For her first proper solo album, No Home Record, she added beats to the fuzzed-out guitars, and songs like “Air BnB” and “Hungry Baby” sounded like what one might expect from a 2019 version of Sonic Youth. But “Paprika Pony” and “Don’t Play It” showed the way forward, blending beats and layers of industrial noise, with Gordon tossing out stream-of-consciousness vocals. On The Collective, Gordon pushes further into that sound, and this is a clear highlight of the year so far.  

No Home Record and The Collective were produced by Justin Raisen, known for his work with Charli XCX and Sky Ferreira. The Collective is even denser, more unrelenting. Together, they further explore the loops and noisy guitars used brilliantly on that record. Thematically, this is an album of the times, influenced by SoundCloud rap and jumping from topic to topic. The lead single and opening track, “BYE BYE”, produced by SADPONY, is an alluring and addictive mix of stabs of guitar and drum loops. Gordon recites her packing list for a trip, and it is far more riveting than it should be as she name-drops designers and luxury items alongside mundane ones.

Sonic Youth fans know they fostered a connection to hip-hop, from the legendary “Kool Thing”, supposedly based on Gordon’s experience interviewing LL Cool J and features a Chuck D cameo to their collaboration with Cypress Hill on the canonical soundtrack to a forgettable movie Judgment Night. Sonically (pardon the pun), this is a near-even split of trap beats and more industrial sheets of sound. Kim Gordon’s former band also showed a fascination with popular culture that is shared by The Collective. Released in 1988 as Ciccone Youth, The Whitey Album was a sampler of the band covering 1980s radio hits like “Addicted to Love” and Madonna’s “Into the Groove”, but tracks like “Making the Nature Scene” and “G-Force” don’t sound too far off from The Collective, mixing near industrial sounds with Gordon’s provocations. The closer, “Dream Dollar”, sounds like a Daydream Nation outtake thrown in a blender.

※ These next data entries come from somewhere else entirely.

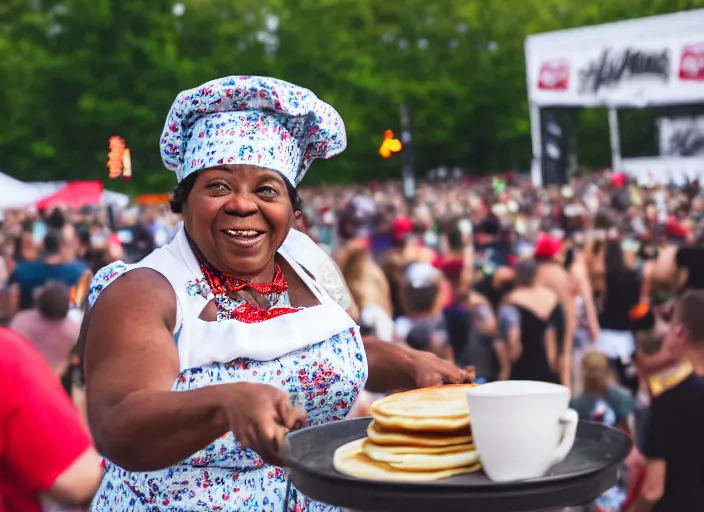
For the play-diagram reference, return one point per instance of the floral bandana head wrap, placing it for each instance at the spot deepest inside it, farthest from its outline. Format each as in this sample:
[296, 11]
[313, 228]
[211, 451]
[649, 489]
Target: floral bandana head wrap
[250, 120]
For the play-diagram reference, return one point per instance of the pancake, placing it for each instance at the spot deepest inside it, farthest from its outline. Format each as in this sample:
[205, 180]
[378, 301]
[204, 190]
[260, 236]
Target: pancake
[410, 424]
[350, 460]
[437, 409]
[383, 437]
[464, 457]
[426, 450]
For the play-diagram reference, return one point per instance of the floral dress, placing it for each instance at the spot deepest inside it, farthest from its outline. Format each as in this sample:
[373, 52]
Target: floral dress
[323, 377]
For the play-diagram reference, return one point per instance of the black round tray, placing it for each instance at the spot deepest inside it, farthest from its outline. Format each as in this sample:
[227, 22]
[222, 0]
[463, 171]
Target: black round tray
[589, 470]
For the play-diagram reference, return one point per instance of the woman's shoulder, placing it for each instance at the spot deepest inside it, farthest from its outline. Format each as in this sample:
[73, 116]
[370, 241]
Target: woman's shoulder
[109, 274]
[104, 278]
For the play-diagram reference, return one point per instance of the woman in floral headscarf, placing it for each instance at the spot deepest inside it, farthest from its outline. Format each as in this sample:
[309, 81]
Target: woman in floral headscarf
[200, 358]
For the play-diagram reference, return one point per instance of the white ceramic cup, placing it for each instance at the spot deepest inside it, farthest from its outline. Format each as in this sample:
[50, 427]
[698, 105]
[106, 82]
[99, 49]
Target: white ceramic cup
[521, 429]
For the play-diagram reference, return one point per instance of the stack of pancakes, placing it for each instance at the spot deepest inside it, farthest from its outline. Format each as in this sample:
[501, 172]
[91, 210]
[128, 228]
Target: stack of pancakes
[417, 436]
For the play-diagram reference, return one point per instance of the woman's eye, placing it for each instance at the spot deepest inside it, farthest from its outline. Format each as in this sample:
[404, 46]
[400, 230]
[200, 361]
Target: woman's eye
[268, 191]
[218, 188]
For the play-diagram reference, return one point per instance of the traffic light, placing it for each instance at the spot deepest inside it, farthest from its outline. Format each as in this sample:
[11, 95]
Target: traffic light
[390, 145]
[119, 159]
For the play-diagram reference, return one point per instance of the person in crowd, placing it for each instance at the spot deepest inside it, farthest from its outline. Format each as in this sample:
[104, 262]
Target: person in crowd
[47, 326]
[531, 322]
[604, 402]
[45, 451]
[622, 291]
[601, 399]
[553, 276]
[482, 349]
[422, 328]
[587, 327]
[370, 292]
[30, 275]
[673, 446]
[189, 312]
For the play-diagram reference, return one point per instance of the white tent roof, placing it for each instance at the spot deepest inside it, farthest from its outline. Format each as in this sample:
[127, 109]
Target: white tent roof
[16, 194]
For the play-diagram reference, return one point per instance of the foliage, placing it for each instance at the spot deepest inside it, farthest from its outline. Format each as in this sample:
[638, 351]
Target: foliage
[76, 72]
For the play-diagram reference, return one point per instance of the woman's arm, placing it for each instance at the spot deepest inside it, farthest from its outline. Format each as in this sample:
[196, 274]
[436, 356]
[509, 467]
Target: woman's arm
[395, 366]
[131, 363]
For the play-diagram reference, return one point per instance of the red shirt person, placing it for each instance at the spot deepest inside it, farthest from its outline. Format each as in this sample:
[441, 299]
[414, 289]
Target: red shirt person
[45, 450]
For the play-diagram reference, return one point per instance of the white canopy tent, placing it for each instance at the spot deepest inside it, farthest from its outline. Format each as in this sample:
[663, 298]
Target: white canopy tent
[648, 62]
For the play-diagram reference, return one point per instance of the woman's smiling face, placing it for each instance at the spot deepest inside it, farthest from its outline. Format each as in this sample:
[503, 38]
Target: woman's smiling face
[238, 216]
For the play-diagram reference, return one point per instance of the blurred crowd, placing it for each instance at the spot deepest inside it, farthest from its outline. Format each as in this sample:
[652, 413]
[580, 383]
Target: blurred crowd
[568, 284]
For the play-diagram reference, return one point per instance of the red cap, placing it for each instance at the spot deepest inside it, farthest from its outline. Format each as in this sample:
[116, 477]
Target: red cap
[546, 247]
[618, 179]
[401, 228]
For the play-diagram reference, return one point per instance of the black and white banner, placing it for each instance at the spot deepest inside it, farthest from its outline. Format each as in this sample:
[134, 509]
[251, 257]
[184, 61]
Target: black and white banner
[636, 63]
[682, 136]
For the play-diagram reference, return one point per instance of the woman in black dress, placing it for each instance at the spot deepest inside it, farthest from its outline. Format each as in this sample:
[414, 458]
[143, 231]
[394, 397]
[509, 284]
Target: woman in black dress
[532, 321]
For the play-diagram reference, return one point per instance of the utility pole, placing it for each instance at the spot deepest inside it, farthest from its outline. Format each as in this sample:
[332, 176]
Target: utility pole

There is a vagueness of themes but a litany of compelling images and moments. The lyrics are a swirl of toughness, sexiness, brokenness, and surrealism, and the dominant theme will likely be determined by the mood you are in when you listen. But there are some overt messages. “I’m a Man” finds her taking aim at toxic masculinity. Some of the lyrics sound like they could have spewed forth from a Fox News pundit. “It’s not my fault I was born a man” and “Don’t call me toxic / Just cause I like your butt” sound like something you’d hear accidentally on a hot mic. But Gordon is too smart just to shoot the fish in the barrel. Later, she sings, “I’m supposed to save you / But you got a job / You got a degree / And I’m just a fucking slob.” In a sense, it’s a compelling counterpoint to “Kool Thing” three decades later, with her answering the questions she asked of Chuck D in that song.

Who had Kim Gordon making a collection of trunk-rattling near hip-hop and industrial noise on their 2024 bingo card? The Collective is hard to pin down, but that is part of what makes it so compelling.